Para dar un balance real de todo lo acontecido en el segundo año de gobierno que encabeza Andrés Manuel López Obrador, es importante analizar por separado algunos temas centrales y el impacto de cada uno en la sociedad mexicana. Creemos que dos años es tiempo razonable para emitir una opinión sustentada en acciones y analizar las repercusiones de las mismas.

Por desgracia, debemos de comentar como primer punto la triste actuación de este gobierno frente al tema de la pandemia. Una completa irresponsabilidad en el manejo de esta crisis por parte de las autoridades, dejando al descubierto las carencias en nuestro sistema de salud. Las cifras oficiales nos dicen que más de cien mil mexicanos han perdido la vida a consecuencia del Covid-19, cuando la realidad supera por mucho ese número. México se sitúa en el ranking mundial como uno de los países con más ineficacia para afrontar la pandemia, de acuerdo a la empresa de servicios financieros Bloomberg.

Dentro de este tema, debemos de considerar el desastre económico que se ha generado ante decisiones irresponsables que han destruido industrias completas, lo que genera la pérdida de millones de empleos debido a la incongruencia y la falta de coordinación con las entidades federativas a la hora de tomar medidas, que si bien tienen que establecerse para salvaguardar la vida de los mexicanos, deberían también cuidar el impacto de las mismas en nuestra economía, la cual tardará mucho en recuperarse.

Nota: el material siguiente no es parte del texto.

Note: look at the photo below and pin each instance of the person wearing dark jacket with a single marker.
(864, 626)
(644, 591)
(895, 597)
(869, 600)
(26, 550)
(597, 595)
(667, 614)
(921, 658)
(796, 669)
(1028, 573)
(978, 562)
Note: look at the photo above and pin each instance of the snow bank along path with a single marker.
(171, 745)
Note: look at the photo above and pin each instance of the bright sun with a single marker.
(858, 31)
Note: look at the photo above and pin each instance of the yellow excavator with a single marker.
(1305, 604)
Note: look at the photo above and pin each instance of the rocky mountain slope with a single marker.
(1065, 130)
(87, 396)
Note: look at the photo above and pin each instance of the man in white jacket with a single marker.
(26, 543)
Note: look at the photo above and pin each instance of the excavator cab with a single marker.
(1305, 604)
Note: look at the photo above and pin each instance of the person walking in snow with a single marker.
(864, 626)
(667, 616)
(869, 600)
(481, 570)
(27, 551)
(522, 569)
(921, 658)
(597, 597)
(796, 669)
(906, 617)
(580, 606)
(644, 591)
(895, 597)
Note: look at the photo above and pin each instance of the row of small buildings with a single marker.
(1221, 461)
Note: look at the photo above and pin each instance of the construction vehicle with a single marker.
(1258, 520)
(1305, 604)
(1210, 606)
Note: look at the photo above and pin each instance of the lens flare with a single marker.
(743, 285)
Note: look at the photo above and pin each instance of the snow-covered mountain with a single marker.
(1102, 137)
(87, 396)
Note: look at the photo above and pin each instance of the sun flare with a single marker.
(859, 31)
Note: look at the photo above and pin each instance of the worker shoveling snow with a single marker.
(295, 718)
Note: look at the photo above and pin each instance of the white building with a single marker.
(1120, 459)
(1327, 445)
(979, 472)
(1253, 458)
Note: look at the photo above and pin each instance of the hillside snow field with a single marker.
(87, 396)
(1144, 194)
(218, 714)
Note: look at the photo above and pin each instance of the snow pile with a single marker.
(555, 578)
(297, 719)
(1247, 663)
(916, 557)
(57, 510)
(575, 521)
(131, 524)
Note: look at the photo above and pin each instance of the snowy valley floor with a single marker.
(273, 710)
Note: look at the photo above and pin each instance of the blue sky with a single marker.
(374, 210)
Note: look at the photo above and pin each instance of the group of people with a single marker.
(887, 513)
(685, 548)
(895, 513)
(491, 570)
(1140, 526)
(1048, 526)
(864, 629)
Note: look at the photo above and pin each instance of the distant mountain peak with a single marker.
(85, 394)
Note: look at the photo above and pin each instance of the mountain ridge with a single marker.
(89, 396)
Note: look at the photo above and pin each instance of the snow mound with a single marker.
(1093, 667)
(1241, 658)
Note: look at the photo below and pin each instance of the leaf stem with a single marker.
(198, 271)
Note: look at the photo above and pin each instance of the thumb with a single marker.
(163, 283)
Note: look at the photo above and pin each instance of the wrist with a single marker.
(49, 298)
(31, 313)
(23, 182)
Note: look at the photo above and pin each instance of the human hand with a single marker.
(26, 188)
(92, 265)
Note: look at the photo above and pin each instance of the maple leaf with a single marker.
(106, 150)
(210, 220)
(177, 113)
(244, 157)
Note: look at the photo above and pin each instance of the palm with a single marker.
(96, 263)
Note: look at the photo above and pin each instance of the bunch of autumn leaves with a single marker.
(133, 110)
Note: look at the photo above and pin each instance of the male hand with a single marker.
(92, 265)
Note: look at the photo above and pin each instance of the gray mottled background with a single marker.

Todavía existe el descaro por parte de funcionarios de primer nivel dentro del Gobierno federal, como la secretaria de Función Pública, Eréndira Sandoval, al afirmar que la crisis de la pandemia de Covid-19 le vino como “anillo al dedo” a la Cuarta Transformación, argumentando que, cito textual: “Por décadas durante el periodo neoliberal las emergencias se convirtieron en terreno fértil para esa corrupción estructural.” ¡Qué poca madre!

Para analizar el tema de gobernabilidad, es cuestión de examinar detalladamente el perfil de cada uno de los integrantes del gabinete del presidente López Obrador para darnos cuenta del porqué tantos desatinos en las decisiones de trascendencia para el país. Un gobierno de ocurrencias que gusta de crear cortinas de humo y sirven como distractores ante los verdaderos problemas que enfrenta el país, como la rifa del avión presidencial, el caso Lozoya, el conflicto con los gobernadores, entre otros.

No perdamos de vista la crisis que se le vino encima al Presidente con el tema de las inundaciones en su estado natal, Tabasco. Veremos si su gobierno tiene la capacidad para enfrentar esta problemática y poder responder a miles de personas que perdieron todo y pasan por una terrible situación.

Si nos enfocamos en el tema de la inseguridad, los números negativos y sus estadísticas son del dominio público. Que no nos asuste decir las cosas como son: en materia de seguridad el Gobierno está reprobado y el país está peor que nunca. Las instituciones encargadas de procurar, impartir justicia y establecer la paz están rebasadas y corrompidas. No se cuenta con una estrategia de seguridad integral capaz de detener a los grupos delictivos, el combate al huachicol fue una falacia mediática, los delitos del fuero común se incrementan alarmantemente, y la creación de la Secretaría de Seguridad y Protección Ciudadana y Guardia Nacional simplemente entorpecen los esfuerzos de la SEDENA y la Marina Armada de México, instituciones que sí cuentan con la preparación para combatir al crimen organizado.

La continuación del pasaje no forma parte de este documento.